Defendant was a juvenile at the time of the offense, but juvenile court jurisdiction was waived so that defendant could be tried as an adult. Defendant’s waiver to circuit court was valid, as it complied with JCR 1969, 11.

On this appeal, defendant raises several allegations of error, only two of which we feel merit discussion.

At trial, defendant did not attempt to contest the fact that the crimes had been committed or that he had committed them. Rather, defendant entered a defense of insanity. Defendant called several witnesses who gave testimony which was favorable to his insanity defense. The prosecution called two witnesses in rebuttal of defendant’s insanity defense.

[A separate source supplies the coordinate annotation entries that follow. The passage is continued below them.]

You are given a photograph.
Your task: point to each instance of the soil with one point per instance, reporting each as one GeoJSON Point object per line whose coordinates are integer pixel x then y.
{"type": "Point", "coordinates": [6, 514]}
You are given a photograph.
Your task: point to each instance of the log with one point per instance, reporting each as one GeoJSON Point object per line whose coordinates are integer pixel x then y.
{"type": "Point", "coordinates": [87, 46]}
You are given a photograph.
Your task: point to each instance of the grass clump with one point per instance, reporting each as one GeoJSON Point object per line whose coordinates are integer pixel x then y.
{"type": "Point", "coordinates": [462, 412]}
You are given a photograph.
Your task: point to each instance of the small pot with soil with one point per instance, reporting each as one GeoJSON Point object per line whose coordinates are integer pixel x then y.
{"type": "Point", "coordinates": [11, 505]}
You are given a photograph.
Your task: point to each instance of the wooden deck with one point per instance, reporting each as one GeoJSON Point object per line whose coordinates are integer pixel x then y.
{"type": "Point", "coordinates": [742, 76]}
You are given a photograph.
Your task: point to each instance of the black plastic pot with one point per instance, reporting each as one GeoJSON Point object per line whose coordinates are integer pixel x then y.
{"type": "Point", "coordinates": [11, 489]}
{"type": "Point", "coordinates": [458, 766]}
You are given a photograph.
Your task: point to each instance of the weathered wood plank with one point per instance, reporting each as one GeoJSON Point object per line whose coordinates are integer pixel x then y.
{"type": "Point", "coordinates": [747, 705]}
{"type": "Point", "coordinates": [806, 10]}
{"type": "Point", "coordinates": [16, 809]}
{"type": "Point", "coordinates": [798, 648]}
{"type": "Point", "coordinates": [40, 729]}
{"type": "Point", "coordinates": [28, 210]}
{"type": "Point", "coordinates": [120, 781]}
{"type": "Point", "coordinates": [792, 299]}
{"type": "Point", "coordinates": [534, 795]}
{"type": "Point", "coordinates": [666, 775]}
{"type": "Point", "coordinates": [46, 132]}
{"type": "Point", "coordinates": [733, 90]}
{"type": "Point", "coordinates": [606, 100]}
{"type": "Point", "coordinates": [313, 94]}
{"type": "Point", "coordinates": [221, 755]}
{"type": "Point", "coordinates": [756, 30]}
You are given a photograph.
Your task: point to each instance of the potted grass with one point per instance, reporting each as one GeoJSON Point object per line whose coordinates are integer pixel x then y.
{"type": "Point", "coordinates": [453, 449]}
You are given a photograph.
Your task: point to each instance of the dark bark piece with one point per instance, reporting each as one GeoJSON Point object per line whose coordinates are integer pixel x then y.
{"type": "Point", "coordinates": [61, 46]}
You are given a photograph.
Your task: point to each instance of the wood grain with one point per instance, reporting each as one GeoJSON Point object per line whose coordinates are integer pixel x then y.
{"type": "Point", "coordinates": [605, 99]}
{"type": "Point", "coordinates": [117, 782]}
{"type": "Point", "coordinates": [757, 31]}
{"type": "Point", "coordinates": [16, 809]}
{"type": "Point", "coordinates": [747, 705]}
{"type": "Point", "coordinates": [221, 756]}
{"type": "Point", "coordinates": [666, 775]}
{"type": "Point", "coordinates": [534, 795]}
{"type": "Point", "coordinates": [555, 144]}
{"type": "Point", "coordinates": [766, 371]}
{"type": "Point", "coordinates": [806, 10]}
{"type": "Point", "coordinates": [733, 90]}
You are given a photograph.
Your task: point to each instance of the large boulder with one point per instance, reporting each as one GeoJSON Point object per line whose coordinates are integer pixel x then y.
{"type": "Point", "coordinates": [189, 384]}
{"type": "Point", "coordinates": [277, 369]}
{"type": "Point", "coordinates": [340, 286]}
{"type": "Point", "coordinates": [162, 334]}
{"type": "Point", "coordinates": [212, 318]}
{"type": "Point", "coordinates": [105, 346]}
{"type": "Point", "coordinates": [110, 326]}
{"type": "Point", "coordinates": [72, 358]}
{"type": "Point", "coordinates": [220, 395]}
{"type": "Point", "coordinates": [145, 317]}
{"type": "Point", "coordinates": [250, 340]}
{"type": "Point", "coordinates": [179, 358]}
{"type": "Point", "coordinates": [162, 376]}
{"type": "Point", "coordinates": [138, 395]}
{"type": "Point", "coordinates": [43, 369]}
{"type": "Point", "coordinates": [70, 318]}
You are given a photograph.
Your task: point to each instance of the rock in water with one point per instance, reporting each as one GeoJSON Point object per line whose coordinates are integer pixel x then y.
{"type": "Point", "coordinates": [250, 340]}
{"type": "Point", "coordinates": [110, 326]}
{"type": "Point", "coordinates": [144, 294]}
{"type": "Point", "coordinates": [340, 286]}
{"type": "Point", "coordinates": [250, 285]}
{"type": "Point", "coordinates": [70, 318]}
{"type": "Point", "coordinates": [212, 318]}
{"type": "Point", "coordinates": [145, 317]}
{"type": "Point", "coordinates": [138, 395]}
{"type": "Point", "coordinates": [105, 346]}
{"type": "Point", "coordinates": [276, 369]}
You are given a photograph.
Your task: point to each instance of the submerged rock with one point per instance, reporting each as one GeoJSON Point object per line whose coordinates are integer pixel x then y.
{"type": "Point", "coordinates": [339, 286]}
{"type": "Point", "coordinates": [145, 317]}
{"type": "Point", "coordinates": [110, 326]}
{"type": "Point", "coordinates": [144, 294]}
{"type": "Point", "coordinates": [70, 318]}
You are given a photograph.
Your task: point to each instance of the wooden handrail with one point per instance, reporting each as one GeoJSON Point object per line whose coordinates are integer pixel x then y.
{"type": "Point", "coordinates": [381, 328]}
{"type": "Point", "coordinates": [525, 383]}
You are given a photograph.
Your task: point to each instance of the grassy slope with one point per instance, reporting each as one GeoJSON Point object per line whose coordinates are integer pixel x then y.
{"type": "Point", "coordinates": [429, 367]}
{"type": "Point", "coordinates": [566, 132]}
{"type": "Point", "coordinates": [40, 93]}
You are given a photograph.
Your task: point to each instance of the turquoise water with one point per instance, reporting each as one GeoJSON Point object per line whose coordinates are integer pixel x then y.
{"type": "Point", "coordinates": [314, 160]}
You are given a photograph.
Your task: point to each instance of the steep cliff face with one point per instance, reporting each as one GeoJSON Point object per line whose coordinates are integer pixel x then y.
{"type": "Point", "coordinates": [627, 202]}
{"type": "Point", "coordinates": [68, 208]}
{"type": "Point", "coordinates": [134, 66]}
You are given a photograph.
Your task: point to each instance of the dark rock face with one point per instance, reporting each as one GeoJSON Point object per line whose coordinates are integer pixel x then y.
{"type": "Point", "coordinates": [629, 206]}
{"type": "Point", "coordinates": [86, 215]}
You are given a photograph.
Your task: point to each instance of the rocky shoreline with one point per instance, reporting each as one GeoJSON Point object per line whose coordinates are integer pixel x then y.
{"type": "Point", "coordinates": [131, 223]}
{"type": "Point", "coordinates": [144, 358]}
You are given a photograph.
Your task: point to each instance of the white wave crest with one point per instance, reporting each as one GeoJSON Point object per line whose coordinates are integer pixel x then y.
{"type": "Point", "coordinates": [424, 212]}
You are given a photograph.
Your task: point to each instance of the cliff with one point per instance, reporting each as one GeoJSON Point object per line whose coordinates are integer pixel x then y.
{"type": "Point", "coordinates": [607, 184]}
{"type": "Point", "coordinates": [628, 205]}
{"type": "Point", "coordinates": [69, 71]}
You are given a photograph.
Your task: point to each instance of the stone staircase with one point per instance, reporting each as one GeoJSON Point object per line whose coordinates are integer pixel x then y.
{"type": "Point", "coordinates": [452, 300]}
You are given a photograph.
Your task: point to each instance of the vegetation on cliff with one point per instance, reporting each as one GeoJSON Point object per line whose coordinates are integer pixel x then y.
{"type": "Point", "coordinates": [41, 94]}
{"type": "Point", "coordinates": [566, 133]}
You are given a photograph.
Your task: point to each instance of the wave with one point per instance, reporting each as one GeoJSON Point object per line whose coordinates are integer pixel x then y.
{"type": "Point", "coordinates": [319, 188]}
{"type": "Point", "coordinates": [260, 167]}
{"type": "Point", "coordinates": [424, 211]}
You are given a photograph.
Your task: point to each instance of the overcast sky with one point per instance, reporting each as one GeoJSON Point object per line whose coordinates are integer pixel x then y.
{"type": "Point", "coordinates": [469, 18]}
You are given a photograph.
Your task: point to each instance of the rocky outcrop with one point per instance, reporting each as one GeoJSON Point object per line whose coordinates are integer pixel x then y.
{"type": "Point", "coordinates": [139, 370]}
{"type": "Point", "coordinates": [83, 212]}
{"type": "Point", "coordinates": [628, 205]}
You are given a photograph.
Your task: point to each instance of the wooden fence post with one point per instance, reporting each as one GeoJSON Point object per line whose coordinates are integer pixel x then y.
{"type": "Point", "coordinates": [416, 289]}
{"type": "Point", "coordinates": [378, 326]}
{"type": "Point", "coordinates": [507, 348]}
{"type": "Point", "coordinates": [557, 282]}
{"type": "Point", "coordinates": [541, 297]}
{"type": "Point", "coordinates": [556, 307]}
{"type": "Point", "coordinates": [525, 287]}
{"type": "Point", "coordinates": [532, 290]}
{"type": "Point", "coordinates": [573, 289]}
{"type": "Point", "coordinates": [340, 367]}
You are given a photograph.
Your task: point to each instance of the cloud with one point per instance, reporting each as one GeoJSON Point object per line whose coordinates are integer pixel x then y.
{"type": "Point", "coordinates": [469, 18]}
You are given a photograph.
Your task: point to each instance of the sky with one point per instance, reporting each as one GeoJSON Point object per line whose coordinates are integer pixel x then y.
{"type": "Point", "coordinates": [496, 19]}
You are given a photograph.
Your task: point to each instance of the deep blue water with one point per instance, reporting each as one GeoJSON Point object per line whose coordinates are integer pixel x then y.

Defendant makes allegations of error concerning the testimony of both of the prosecution’s rebuttal witnesses. Defendant claims it was reversible error to allow the testimony of a juvenile court psychologist who had interviewed defendant to assist the juvenile court in deciding whether or not to waive jurisdiction. Before the *399psychologist, Mr. Sokolov, was allowed to testify at trial, defense counsel objected on the basis of confidentiality and public policy. It was argued that since Mr. Sokolov had seen the defendant pursuant to proceedings in juvenile court, any communication was privileged and the introduction of evidence based on it would be contrary to public policy. Defendant’s "privileged communication” argument, based on MCLA 338.1018; MSA 14.677(18), is effectively answered by the case of People v Bol, 23 Mich App 244; 178 NW2d 516 (1970). Defendant cites this case in an attempt to distinguish it, but fails to do so. In Bol, supra, 23 Mich App at 250; 178 NW2d 519, this Court ruled on the applicability of MCLA 338.1018; MSA 14.677(18), to the testimony of a psychologist who had examined the complaining witness at the request of the juvenile court for the purpose of assisting the juvenile authorities:

"This Court concludes that there is no basis for holding that a doctor-patient privilege exists, since before such a finding, this Court must conclude that there did exist a true doctor-patient relationship. Here, the complainant was ordered by the court to submit to the doctor’s examination, with information thus obtained to be used by the authorities in the disposition of the complainant.”

That same reasoning applies to this case and compels us to reach the same result. Defendant’s reliance on MCLA 338.1018; MSA 14.677(18) is misplaced.

Defendant bases his public policy argument for excluding Mr. Sokolov’s testimony upon an analogy between a psychological evaluation undertaken for the benefit of the juvenile court and a competency hearing in circuit court pursuant to *400MCLA 767.27a; MSA 28.966(11). Defendant’s analogy is of no help to him here. MCLA 767.27a(4); MSA 28.966(H)(4) provides:

"Upon receipt of the diagnostic report and recommendations the sheriff shall immediately return the defendant to the committing court and the court shall immediately hear and determine the issue of competence to stand trial. The diagnostic report and recommendations shall be admissible as evidence in the hearing, but not for any other purpose in the pending criminal proceedings. ” (Emphasis supplied.)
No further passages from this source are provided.